La sala de la Dieta, en casa del caballero Dietrich von Merfeld, una de las lenguas más ilustres de todas las que le lamen el culo al obispo: vigas del techo taraceadas, tapices en las paredes de un burdo estilo, un fanfarrón de tres al cuarto. Los escaños en los que están los vasallos del obispo se abren como las alas de un pájaro. El huésped se sienta a la derecha del trono, hinchado por la gala en su magna pompa: todos los blasones bien visibles para impresionar a los pobres burgueses ignorantes.

Y en medio el trono, los reposamanos de madera en forma de cabeza de león, el escudo de armas episcopal al lado del de su linaje campeando en lo alto del respaldo.

Imponente, negro de pies a cabeza.

Polainas relucientes; calzas de fina lana y una camisola elegante; el broche del cinturón que sostiene la espada, damasquinado en la empuñadura de una espada toledana auténtica; la sortija obispal reluce en el dedo, oro y rubí, y en el pecho el medallón principesco del Imperio. Dentro, un cuerpo flaco y erguido.

La cara del enemigo.

Cabello de plata y barba gris, el rostro macilento, sin mejillas, la carcoma del poder corroyéndolo desde hace años.

Von Waldeck: cinco décadas bien llevadas y la mirada del águila que avista la presa desde lo alto.

Henos aquí.

Tile Bussenschute, subyugado por los oros y estucos, se deshace en una inclinación, con serio peligro para las costuras y los botones del traje de Knipperdolling.

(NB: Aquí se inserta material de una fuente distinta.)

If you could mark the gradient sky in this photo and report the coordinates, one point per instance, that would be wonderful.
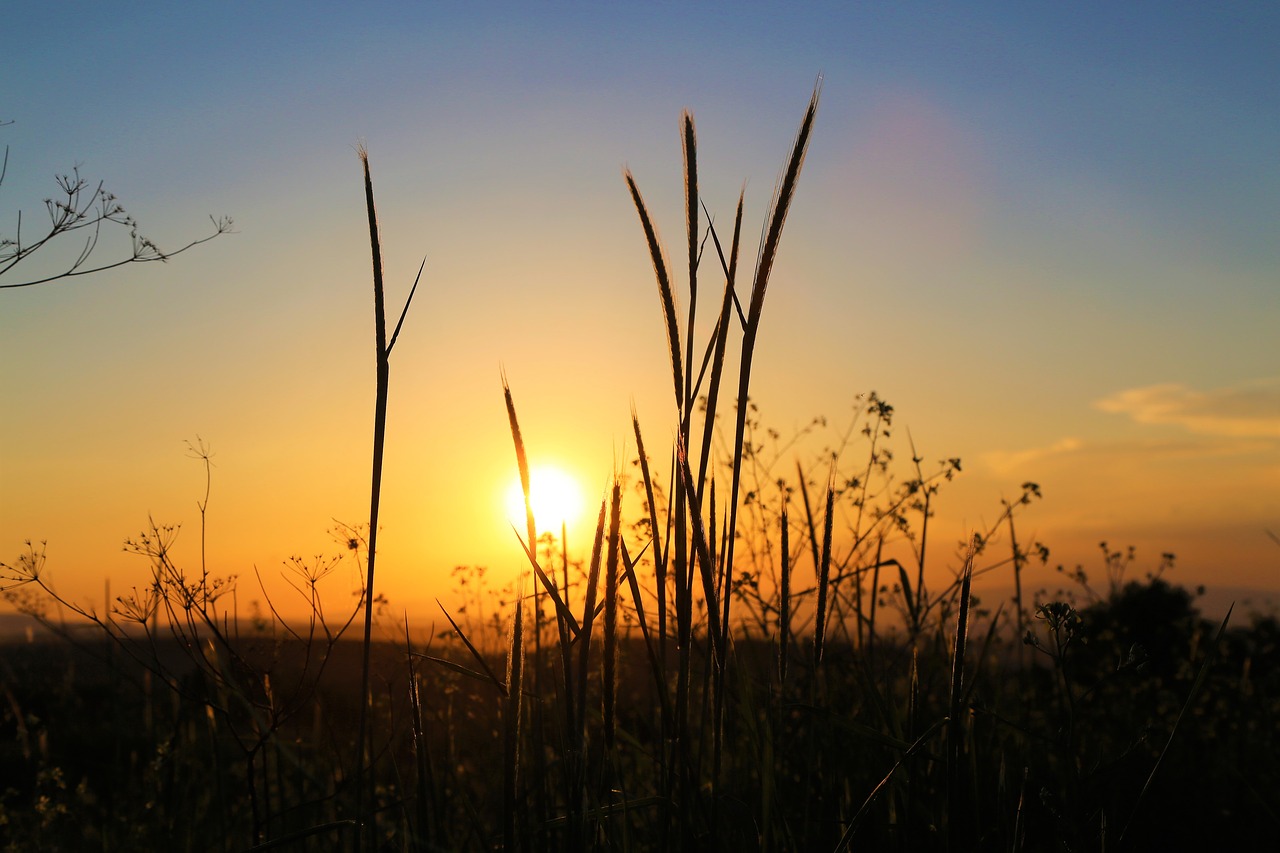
(1047, 233)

Uno de los caballeros del obispo se agita, estira el cuello y se levanta con las manos en los brazos del asiento en un intento de saber quién se esconde detrás de la montaña de carne que avanza poco a poco hacia el centro de la sala. Hasta que el ciclópeo fabricante de cajas se inclina tan profundamente que hace aparecer, tras de sí, la sonrisa maliciosa e insolente de Redeker.

Es cuestión de segundos. Melchior von Büren, asaltado en la calle por Telgte no hace más de un mes y robado a cara descubierta, se encuentra frente al hombre que le rapiñó las tasas de sus tierras. Tal vez no lo reconoce enseguida: entorna los ojos para ver mejor. Heinrich Redeker no se refrena, sale disparado hacia delante como si quisiera saltar de un brinco por encima de la espalda que tiene enfrente, rojo como la grana, sacando pecho.

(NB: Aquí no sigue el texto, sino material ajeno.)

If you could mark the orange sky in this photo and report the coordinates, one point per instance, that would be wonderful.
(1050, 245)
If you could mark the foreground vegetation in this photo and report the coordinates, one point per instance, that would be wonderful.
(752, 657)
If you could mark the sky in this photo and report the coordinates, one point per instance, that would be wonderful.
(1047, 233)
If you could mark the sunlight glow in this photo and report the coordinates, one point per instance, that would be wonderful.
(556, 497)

—¿Te escuece todavía el culo, amigo? —exclama con los dientes apretados.

El desvalijado desenvaina por toda respuesta la espada con gesto rapidísimo y la esgrime ante la cara del pálido Bussenschute.

—Bátete, bellaco, pagarás cada florín con una gota de sangre.

—¡Mientras tanto, toma un poco de esto! —le grita nuestro delegado escupiéndole en plena cara, por encima de los hombros del jefe de delegación.

El caballero episcopal trata de responderles con una estocada de su acero. El gesto pone no poco nervioso a Tile Bussenschute, que siente pasar la hoja a un dedo de su oreja. Su reacción es inmediata: con todas las fuerzas de que es capaz su brazo, estampa la mano abierta contra la cara del espadachín que cae juntamente con su asiento, derribando de paso a otros dos caballeros.